Using Python in a multithreaded C ++ application and true multithreading in Python

All more or less knowledgeable Python developers know about such a terrible thing as GIL. The global blocker of the entire process as long as Python is running in one of the threads. It gives stream-security methods comparable to sadism, because any implicit lock in a multithreaded application of death is similar, all that was based on parallel execution, dies in torment, stumbling over and over again on the GIL lock.
It is known that to this day, because of this sad fact, C ++ programmers use Python wrappers for the most part only in single-threaded applications, and Python programmers try to convince everyone that they live well enough.
It would seem that if the stream is generated in C ++, it does not know about any GIL, use Python without blocking and rejoice.

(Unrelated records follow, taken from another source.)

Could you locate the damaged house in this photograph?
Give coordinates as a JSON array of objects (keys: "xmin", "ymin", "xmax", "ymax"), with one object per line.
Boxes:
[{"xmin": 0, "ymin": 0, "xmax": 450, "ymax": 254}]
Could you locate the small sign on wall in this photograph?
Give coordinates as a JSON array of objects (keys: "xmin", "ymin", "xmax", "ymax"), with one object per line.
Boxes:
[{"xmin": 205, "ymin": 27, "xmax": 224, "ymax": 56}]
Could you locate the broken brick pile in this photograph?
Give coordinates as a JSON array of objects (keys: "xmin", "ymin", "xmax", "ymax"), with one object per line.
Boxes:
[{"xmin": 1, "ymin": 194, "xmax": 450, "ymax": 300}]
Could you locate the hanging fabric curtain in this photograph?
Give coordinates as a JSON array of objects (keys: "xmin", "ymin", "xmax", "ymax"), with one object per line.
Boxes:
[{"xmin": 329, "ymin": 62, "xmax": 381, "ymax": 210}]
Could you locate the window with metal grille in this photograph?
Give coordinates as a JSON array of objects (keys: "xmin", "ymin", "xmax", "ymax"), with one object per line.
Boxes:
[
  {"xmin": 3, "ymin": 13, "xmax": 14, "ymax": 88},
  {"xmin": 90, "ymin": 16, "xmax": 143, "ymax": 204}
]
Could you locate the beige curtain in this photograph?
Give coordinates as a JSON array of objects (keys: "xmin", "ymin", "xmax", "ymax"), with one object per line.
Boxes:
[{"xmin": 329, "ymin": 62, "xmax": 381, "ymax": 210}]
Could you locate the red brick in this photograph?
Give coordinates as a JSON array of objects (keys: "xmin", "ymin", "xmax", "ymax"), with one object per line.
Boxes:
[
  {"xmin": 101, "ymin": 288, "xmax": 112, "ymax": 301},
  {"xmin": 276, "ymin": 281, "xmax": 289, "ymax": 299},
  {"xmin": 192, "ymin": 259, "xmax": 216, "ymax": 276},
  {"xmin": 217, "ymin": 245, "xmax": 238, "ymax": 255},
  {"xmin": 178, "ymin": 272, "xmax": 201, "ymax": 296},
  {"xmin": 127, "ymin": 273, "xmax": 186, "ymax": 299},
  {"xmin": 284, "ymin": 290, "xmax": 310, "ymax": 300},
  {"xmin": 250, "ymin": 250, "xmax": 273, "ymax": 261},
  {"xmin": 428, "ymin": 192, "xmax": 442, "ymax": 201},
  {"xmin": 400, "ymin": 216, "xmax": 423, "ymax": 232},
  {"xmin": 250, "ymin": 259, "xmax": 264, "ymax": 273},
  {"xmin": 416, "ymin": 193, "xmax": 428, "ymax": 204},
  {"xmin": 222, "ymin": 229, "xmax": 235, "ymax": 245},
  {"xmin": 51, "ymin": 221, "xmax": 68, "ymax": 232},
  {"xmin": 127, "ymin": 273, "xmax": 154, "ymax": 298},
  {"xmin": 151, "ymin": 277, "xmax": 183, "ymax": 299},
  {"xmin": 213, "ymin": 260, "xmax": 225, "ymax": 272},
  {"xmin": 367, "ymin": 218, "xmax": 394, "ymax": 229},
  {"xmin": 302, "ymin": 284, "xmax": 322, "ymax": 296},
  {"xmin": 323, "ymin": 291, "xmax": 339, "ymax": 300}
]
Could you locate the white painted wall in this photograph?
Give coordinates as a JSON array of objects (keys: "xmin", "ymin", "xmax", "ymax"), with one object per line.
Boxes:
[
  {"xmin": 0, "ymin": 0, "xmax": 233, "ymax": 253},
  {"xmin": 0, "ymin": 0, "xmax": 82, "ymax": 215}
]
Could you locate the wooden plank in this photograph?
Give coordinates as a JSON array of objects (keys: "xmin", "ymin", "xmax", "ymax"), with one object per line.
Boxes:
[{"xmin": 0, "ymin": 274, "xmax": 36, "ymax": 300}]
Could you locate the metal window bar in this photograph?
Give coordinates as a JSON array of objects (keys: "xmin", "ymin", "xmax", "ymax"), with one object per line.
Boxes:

The developer’s joy, however, will end on the second thread that has requested the realm of global variables without blocking.
However, there is a path leading to a brighter future!
This path was originally in a language like Perl, it is also supported in the C-API of the Python language and I won’t mind why such a mechanism is not included in one of the standard Python modules! The method essentially reduces the use of various Python sub-interpreters in different streams, and using your GIL for everyone (!!!) without any shamanism and magic, simply by calling several functions and a standard set of C-API of the Python language!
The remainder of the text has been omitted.